Likelihood Named Distributions Model

The hardware and bandwidth for this mirror is donated by dogado GmbH, the Webhosting and Full Service-Cloud Provider. Check out our Wordpress Tutorial.
If you wish to report a bug, or if you are interested in having us mirror your free-software or open-source project, please feel free to contact us at mirror[@]dogado.de.

Introduction

The likelihood_name() function creates a likelihood model for any standard R distribution by name.
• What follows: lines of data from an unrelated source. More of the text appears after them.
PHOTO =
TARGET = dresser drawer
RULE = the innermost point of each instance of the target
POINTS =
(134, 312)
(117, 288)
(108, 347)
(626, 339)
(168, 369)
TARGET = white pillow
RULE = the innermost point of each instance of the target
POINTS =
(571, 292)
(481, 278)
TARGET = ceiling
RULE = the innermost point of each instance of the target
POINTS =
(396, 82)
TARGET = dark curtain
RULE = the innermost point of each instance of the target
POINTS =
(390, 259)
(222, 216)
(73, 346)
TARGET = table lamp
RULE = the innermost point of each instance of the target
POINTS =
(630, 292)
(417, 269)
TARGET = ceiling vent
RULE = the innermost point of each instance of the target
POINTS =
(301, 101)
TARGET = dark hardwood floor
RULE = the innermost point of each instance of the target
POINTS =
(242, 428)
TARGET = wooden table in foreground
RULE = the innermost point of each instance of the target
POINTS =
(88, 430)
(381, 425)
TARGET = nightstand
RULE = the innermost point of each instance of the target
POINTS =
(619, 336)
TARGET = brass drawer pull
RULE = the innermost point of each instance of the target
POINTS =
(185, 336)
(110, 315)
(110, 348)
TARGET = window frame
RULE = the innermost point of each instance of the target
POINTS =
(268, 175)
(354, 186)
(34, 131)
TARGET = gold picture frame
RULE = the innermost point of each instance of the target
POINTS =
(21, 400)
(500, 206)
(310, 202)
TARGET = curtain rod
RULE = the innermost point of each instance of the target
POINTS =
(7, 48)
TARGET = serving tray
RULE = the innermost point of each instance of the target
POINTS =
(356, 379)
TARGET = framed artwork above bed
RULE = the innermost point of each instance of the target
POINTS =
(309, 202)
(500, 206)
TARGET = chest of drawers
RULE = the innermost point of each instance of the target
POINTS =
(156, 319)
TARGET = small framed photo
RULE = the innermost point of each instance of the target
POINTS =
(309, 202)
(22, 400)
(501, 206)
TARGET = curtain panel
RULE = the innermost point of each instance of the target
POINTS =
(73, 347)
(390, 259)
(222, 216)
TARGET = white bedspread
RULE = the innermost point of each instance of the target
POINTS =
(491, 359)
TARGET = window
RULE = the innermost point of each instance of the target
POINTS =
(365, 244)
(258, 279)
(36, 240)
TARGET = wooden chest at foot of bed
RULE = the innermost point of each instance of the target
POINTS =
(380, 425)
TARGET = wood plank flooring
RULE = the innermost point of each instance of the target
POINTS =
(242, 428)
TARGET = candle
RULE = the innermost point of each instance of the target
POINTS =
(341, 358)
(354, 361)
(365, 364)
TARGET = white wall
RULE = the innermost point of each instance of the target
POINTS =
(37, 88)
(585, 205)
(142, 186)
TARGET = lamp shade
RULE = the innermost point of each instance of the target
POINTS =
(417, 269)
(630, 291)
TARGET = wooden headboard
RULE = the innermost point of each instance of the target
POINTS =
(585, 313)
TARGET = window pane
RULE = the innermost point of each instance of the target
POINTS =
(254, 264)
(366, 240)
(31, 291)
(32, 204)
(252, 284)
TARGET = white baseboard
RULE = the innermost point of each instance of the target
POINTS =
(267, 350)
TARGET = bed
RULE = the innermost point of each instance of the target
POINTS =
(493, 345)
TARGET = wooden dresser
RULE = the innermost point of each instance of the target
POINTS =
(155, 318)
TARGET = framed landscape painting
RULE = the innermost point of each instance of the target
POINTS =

If R has functions d<name> (PDF) and p<name> (CDF) for a distribution, you can build a likelihood model for it with a single call.

This approach is ideal when:

You want to quickly fit a standard distribution to data
Your data may include exact, left-censored, right-censored, or interval-censored observations
You don’t need hand-derived analytical derivatives (numerical differentiation is used by default)

For performance-critical applications with known analytical derivatives, see the specialized models (weibull_uncensored, exponential_lifetime) or the likelihood_contr_model for custom likelihood contributions.

Tip: These models can also serve as building blocks inside a likelihood_contr_model for heterogeneous observation types.

library(likelihood.model)

Basic Usage: Normal Distribution

The simplest case: all observations are exact (no censoring).

# Generate data from N(5, 2)
set.seed(42)
n <- 200
df <- data.frame(x = rnorm(n, mean = 5, sd = 2))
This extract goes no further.